Yarra City confirms handover of home care services to Mercy Health

Published on 20 March 2024

Inner Melbourne council Yarra City has confirmed all home care clients will be handed over to Mercy Health. [Source: Yarra City Council]

Following significant consultation with its clients and community, Yarra City Council has decided to transition out of the home care sector, passing its entire suite of services over to Mercy Health.

Key points

  • Mercy Health and Yarra City Council have operated under a hybrid model for 24 years with the aged care provider delivering the bulk of services to over 225 clients
  • Meanwhile, the Council looks after 137 clients through in-house staff, with those 137 clients to be transitioned to Mercy Health over the next 6-12 months
  • The Council has cited delays to the Government’s aged care reform rollout as a key factor in exiting the home care sector

Originally set for launch in July 2023, the Government’s new Support At Home home care system has twice been delayed with a July 2025 implementation date currently set. This will be the first stage with a second rollout for Commonwealth Home Support Programme (CHSP) providers to begin no earlier than July 2027. 

Because of these delays, Yarra City Mayor Edward Crossland said the Council had to make a decision on its service delivery that would provide all clients with certainty and security. 

“To make sure Yarra’s older residents get the best outcomes for their health and wellbeing under the new Federal model for aged care, Council is making changes to our home care services,” Mr Crossland said.

“Significant delays to the implementation of the Federal Government’s aged care reforms announced eight years ago, have created a great amount of uncertainty for our aged care clients about the future of their care. With this decision, we are pleased to provide certainty to our aged care clients.”

Yarra City’s decision is similar to that of nearby Melbourne council, the City of Port Phillip, which recently announced its departure from the home care sector. They said rising costs to provide high-quality care were too much, and it could instead use existing funds to support community service provision such as resident transport and meal delivery.

Similarly, Yarra City Council is not in a position to deliver higher needs care, which is currently provided by Mercy Health. Passing over all their clients to the aged care provider means they would receive better continuity of care as healthcare circumstances change, Mr Crossland explained.

“At Yarra, our home care services include mainly assistance with cleaning and household chores, as well as showering and dressing for a small number of clients and respite for carers. Council staff almost exclusively provide entry-level care like cleaning on an average of once a fortnight, with the higher needs care provided by Mercy Health,” he said. 

“The 137 clients, who on average receive a cleaning service from Council staff once a fortnight, will begin to receive that service from our long-term, not-for-profit specialist provider. This means as their needs escalate, they can receive higher levels of care and continuity from the one provider.”

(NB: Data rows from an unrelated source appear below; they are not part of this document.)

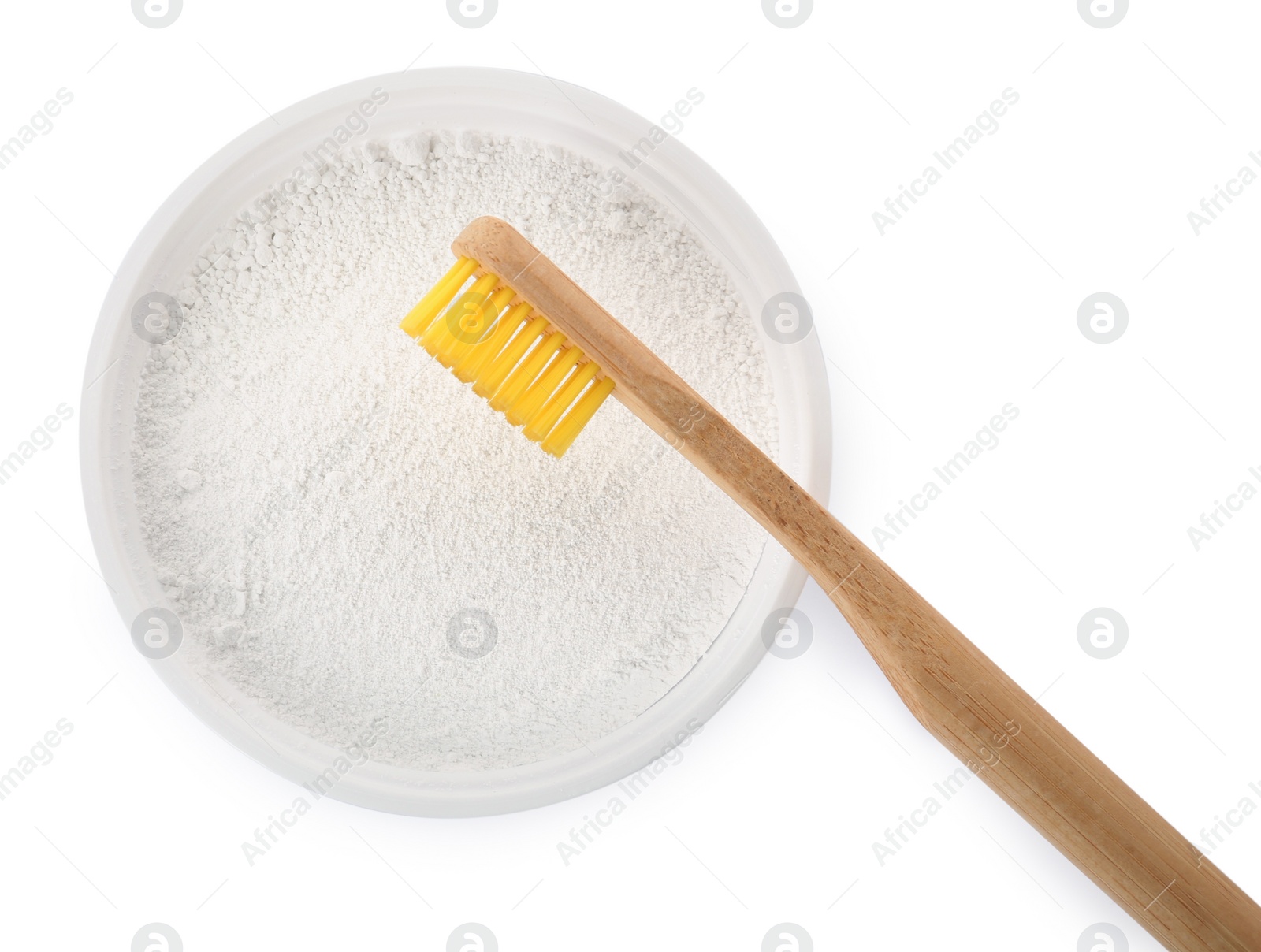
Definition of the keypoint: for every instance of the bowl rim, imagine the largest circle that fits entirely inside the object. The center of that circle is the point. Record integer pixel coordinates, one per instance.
(105, 444)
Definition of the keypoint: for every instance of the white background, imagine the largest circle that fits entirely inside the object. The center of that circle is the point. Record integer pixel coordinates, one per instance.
(966, 304)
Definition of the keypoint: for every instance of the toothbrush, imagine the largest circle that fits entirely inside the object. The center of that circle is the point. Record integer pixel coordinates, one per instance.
(542, 352)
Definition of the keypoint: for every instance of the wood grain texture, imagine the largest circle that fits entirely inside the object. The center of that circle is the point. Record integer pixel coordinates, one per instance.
(962, 697)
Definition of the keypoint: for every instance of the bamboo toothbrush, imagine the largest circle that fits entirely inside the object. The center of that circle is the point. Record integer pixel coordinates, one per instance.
(546, 355)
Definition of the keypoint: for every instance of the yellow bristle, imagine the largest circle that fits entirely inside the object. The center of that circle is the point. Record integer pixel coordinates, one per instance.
(468, 367)
(489, 380)
(567, 429)
(472, 327)
(439, 296)
(538, 392)
(526, 374)
(511, 356)
(545, 419)
(438, 334)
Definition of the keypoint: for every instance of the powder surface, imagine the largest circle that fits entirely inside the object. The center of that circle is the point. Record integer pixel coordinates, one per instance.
(352, 537)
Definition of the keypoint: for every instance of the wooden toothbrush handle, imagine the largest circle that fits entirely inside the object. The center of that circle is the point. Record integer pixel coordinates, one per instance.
(962, 697)
(988, 722)
(1037, 766)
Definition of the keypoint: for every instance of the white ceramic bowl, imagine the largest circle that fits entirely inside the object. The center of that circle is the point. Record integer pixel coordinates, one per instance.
(506, 102)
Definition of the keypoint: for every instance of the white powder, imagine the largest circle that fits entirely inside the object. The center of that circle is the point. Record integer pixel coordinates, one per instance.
(329, 510)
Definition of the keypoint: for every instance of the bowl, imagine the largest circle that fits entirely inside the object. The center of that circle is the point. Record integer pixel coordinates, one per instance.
(504, 102)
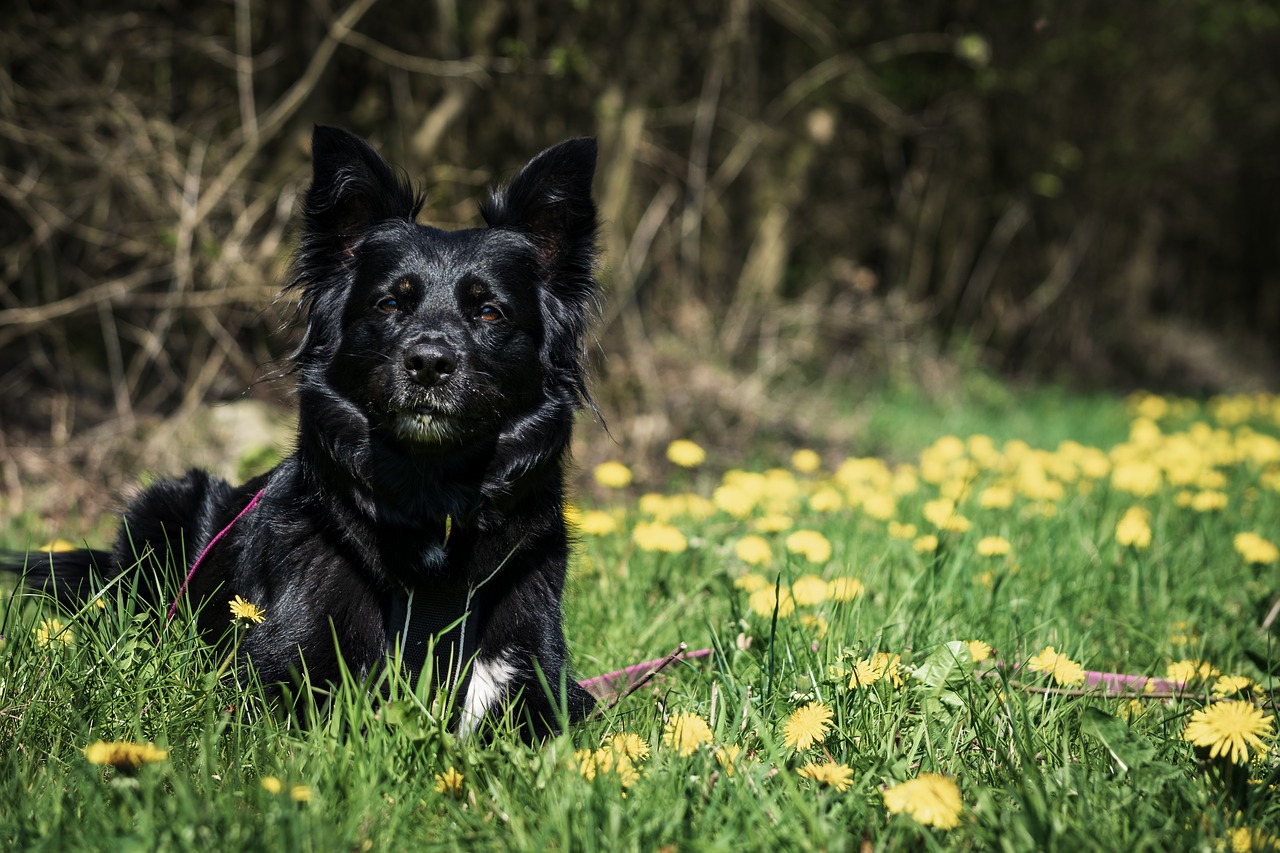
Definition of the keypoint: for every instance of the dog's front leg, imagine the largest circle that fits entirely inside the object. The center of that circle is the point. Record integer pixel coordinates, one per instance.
(522, 664)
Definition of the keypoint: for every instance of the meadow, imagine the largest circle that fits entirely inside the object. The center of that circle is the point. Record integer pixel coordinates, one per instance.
(1000, 637)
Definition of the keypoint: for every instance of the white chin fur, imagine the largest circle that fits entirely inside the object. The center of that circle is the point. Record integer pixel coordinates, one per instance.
(429, 429)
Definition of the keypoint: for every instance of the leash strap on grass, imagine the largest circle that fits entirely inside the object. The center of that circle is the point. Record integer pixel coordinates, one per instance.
(204, 553)
(620, 684)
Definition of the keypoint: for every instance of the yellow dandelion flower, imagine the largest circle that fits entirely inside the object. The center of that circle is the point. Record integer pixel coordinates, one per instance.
(1230, 729)
(753, 550)
(931, 799)
(685, 733)
(764, 602)
(51, 633)
(809, 543)
(830, 774)
(805, 461)
(658, 536)
(612, 475)
(844, 588)
(597, 523)
(123, 755)
(1232, 684)
(993, 546)
(1208, 501)
(928, 543)
(888, 666)
(996, 497)
(246, 612)
(773, 523)
(449, 783)
(1063, 669)
(727, 756)
(809, 591)
(978, 649)
(1134, 528)
(1255, 548)
(807, 725)
(1136, 477)
(685, 454)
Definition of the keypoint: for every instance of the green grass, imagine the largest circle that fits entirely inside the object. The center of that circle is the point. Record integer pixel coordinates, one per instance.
(1038, 766)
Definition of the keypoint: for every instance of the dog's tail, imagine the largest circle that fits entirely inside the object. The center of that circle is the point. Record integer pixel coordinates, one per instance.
(71, 576)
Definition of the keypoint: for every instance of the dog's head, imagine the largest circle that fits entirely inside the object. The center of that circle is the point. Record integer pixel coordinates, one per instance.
(440, 338)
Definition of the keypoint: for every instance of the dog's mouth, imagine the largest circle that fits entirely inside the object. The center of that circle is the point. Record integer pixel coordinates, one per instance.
(426, 425)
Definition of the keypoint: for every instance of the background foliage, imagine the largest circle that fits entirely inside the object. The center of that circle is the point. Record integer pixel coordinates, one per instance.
(795, 192)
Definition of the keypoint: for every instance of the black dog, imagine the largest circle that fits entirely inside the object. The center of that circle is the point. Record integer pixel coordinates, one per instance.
(438, 379)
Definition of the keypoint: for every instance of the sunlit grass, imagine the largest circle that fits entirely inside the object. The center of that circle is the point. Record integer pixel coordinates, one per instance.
(883, 634)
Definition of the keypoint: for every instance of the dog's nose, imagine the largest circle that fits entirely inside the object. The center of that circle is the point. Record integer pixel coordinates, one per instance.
(428, 364)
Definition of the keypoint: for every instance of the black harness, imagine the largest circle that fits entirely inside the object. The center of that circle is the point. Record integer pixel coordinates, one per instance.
(434, 620)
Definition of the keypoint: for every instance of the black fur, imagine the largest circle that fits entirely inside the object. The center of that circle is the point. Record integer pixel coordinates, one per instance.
(438, 378)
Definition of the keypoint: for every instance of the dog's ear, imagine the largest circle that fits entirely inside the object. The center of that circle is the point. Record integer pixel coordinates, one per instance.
(352, 190)
(551, 201)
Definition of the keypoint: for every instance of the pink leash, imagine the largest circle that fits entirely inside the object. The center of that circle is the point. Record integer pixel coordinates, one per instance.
(204, 553)
(620, 683)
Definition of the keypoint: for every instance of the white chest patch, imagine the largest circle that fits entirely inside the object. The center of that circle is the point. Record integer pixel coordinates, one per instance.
(488, 685)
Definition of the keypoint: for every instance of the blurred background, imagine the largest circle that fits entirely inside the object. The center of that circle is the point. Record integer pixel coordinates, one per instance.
(805, 203)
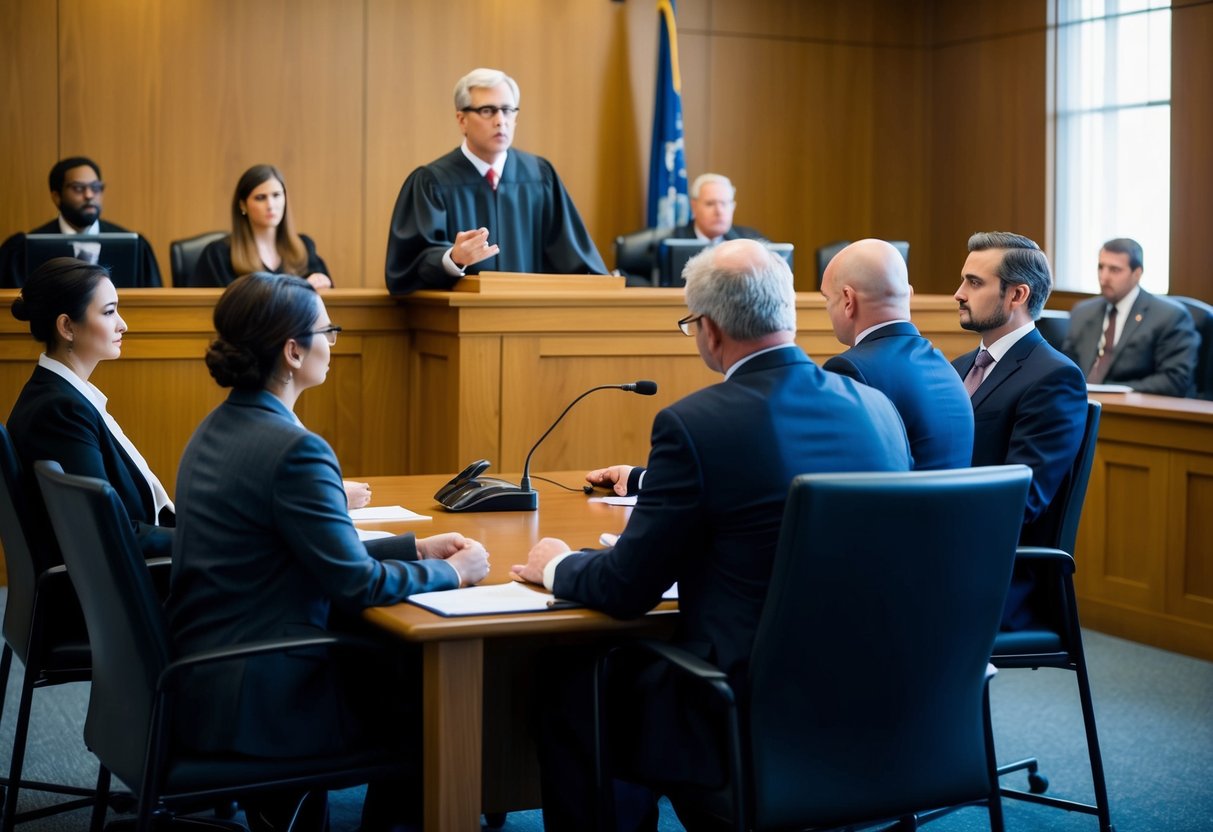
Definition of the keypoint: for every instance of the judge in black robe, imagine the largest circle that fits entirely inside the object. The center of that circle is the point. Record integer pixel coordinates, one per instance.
(530, 216)
(13, 268)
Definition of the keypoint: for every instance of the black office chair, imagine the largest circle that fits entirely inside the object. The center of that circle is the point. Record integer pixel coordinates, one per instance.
(183, 255)
(866, 695)
(1202, 317)
(1053, 325)
(43, 626)
(636, 255)
(830, 250)
(1059, 642)
(137, 674)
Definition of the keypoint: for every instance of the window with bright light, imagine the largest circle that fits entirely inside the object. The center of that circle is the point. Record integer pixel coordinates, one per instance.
(1112, 163)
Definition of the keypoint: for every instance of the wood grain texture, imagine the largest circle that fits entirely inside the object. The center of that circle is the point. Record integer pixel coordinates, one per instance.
(29, 112)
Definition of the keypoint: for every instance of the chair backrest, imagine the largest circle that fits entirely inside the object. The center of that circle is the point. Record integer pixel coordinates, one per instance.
(869, 666)
(20, 563)
(1202, 317)
(1053, 326)
(830, 250)
(126, 625)
(636, 254)
(183, 255)
(1058, 526)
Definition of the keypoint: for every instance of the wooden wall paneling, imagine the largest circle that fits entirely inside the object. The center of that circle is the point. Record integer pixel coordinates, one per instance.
(191, 93)
(987, 148)
(1123, 556)
(610, 426)
(462, 371)
(978, 20)
(29, 108)
(1191, 134)
(792, 124)
(900, 152)
(1190, 524)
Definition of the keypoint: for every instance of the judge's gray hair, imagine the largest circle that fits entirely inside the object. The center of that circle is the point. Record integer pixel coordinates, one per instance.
(747, 303)
(483, 78)
(705, 178)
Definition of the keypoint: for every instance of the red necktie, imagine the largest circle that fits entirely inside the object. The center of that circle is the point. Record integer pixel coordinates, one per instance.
(1099, 370)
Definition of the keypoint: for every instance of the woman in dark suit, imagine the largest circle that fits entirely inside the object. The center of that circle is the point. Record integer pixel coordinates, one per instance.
(72, 308)
(266, 548)
(263, 237)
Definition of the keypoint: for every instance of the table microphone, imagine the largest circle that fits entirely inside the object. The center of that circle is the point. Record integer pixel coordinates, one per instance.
(468, 493)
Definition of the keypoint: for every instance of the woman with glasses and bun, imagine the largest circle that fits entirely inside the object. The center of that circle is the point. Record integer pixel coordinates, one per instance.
(266, 548)
(72, 308)
(263, 237)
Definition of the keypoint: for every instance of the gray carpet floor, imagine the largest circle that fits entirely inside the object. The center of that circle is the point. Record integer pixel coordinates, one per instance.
(1155, 713)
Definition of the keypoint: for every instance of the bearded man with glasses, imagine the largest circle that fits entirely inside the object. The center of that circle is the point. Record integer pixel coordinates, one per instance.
(78, 192)
(484, 206)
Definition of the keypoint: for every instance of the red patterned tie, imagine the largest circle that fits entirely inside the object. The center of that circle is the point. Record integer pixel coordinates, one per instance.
(1099, 370)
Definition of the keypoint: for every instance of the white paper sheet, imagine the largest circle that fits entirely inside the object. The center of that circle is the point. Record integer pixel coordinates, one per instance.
(512, 597)
(385, 514)
(615, 500)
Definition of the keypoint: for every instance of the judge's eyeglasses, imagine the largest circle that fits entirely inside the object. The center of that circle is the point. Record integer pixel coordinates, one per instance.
(684, 324)
(489, 110)
(329, 332)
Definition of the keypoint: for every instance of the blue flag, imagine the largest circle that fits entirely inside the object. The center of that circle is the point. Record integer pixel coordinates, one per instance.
(668, 205)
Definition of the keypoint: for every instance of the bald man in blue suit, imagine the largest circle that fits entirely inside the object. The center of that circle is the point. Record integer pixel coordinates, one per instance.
(867, 298)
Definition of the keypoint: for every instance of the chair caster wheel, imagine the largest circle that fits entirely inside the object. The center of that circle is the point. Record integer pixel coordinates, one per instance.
(124, 803)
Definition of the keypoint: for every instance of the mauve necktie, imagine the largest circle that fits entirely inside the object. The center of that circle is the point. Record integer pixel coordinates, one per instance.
(977, 372)
(1099, 369)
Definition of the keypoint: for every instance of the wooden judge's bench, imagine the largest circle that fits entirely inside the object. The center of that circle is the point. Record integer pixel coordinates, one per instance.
(431, 382)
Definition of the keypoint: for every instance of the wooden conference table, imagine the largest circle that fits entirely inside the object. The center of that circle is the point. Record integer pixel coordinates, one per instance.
(477, 750)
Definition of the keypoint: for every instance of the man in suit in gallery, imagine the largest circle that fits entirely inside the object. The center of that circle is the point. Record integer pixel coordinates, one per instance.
(78, 192)
(712, 203)
(867, 298)
(1029, 400)
(710, 513)
(1128, 336)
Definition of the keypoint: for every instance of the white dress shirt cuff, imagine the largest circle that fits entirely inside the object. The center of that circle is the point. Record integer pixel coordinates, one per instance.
(550, 570)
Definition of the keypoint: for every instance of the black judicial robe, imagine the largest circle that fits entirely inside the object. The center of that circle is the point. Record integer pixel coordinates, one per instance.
(530, 216)
(13, 271)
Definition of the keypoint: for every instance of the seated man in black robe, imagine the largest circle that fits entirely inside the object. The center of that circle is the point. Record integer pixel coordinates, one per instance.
(78, 192)
(712, 201)
(484, 206)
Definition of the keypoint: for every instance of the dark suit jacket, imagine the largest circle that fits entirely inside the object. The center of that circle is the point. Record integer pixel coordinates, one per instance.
(215, 263)
(718, 474)
(1030, 409)
(897, 360)
(13, 269)
(51, 420)
(1156, 352)
(734, 233)
(265, 548)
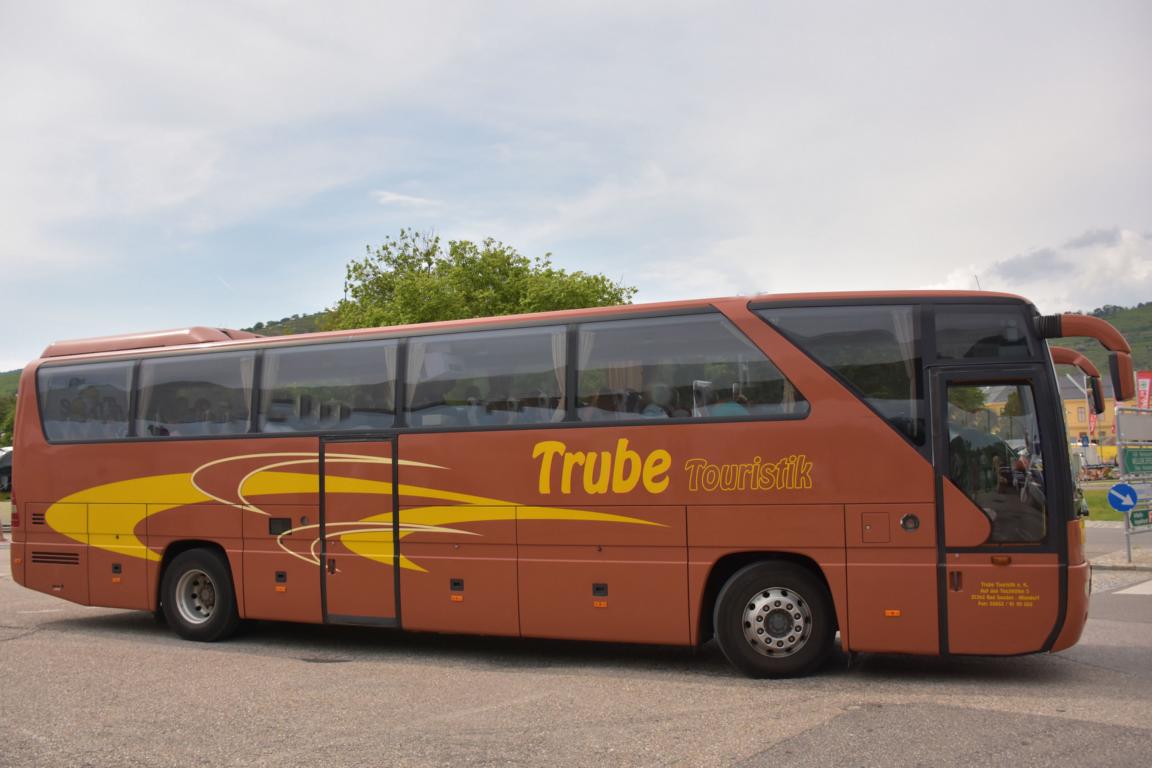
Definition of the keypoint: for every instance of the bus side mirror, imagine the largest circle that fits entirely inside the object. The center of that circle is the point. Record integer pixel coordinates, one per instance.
(1123, 378)
(1096, 392)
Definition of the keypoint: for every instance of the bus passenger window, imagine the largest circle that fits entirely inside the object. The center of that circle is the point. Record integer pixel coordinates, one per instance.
(487, 378)
(198, 395)
(336, 387)
(677, 367)
(994, 457)
(85, 402)
(874, 349)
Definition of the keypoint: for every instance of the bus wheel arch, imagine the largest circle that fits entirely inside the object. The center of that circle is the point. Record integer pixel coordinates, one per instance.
(197, 593)
(772, 613)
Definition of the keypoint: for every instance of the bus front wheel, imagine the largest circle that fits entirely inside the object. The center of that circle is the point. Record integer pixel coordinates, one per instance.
(197, 595)
(774, 620)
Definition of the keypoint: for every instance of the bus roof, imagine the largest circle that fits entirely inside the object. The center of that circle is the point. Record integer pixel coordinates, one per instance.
(199, 335)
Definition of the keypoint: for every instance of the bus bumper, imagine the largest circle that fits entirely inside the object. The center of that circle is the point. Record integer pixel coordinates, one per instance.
(1080, 586)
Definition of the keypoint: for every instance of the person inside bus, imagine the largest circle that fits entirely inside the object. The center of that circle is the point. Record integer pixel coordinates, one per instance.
(729, 401)
(659, 401)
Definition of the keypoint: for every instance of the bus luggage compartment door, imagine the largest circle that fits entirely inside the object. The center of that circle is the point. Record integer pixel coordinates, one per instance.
(358, 531)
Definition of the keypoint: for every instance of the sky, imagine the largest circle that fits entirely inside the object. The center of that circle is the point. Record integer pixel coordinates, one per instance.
(169, 164)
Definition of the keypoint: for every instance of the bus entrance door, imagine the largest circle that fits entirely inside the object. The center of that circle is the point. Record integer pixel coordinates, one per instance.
(1000, 568)
(357, 545)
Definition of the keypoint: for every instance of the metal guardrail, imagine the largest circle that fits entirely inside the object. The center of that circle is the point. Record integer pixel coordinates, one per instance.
(1134, 442)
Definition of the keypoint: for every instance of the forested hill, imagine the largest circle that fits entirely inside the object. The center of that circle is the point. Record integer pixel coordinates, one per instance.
(1135, 322)
(290, 325)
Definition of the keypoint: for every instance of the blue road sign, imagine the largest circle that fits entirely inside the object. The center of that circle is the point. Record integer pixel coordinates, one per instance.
(1122, 496)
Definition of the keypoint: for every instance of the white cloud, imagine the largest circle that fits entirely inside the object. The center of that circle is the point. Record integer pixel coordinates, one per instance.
(1086, 272)
(385, 197)
(687, 147)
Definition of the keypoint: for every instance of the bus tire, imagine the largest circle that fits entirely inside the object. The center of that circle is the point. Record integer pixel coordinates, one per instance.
(774, 620)
(197, 595)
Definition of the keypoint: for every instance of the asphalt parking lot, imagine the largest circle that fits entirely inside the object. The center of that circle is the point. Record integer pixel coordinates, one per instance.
(91, 686)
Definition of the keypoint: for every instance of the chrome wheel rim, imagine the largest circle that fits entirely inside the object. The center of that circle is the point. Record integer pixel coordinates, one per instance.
(195, 597)
(777, 622)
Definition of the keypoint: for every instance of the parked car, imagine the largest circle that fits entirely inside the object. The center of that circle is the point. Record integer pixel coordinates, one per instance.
(6, 470)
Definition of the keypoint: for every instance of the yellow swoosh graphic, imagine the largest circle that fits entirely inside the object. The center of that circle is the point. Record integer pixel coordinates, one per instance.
(123, 504)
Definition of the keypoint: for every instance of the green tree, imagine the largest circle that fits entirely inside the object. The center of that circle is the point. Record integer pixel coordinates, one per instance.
(968, 397)
(414, 279)
(7, 416)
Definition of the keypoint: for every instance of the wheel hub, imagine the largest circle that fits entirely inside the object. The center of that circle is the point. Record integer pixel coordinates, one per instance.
(778, 622)
(195, 597)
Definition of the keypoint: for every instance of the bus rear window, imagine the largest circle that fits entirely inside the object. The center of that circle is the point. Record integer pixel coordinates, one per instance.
(85, 402)
(982, 333)
(874, 349)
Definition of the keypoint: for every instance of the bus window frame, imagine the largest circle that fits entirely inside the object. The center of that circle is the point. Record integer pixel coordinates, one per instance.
(1054, 468)
(570, 420)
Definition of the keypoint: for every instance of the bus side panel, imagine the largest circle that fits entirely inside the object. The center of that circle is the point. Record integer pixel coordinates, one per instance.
(17, 562)
(116, 559)
(57, 550)
(892, 568)
(812, 531)
(624, 583)
(281, 578)
(1001, 610)
(1080, 584)
(215, 523)
(462, 579)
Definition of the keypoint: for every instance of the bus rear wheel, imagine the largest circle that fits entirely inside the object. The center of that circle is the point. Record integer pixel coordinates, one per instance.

Metropolitan councils have consistently moved away from the home care sector after the Government first announced the Support at Home program. Active collaboration with existing aged care providers or the Government has resulted in not-for-profit or private providers stepping into the market. 

Regional councils without the same options have bucked the trend, including Moyne Shire. Without the same depth of aged care services in regional Victoria, they opted to keep supporting residents with ongoing home care support as they felt best placed to support clients.

“We intentionally went into the review open-minded in terms of wanting to look at the considerations around viability,” Edith Farrell, Director Assets and Community at Moyne Shire Council, told hello leaders.

“We had an extensive consultation process and that was a big factor in informing Council’s decision. The other factors included financial considerations, the quality of our service where it’s currently at and what it might take to optimise that service to ensure we can operate as a viable enterprise going forward.”

As for Yarra City Council, their priority is to ensure existing clients are well-supported throughout their transition to Mercy Health over the next 6-12 months. Mr Crossland said this will be the best option moving forward and that community engagement has highlighted areas where they can focus council services to keep clients supported.

“We want to make sure we invest in aged care services and programs where we can have the most impact and where there are gaps that need to be addressed. This change in service delivery will allow Yarra to focus on programs for older people which enhance community connections and promote social inclusion,” he added.

“Council is committed to growing and developing our community-based services for older residents including community meals, social support programs, and community transport and supporting an age-friendly, inclusive, and accessible Yarra.”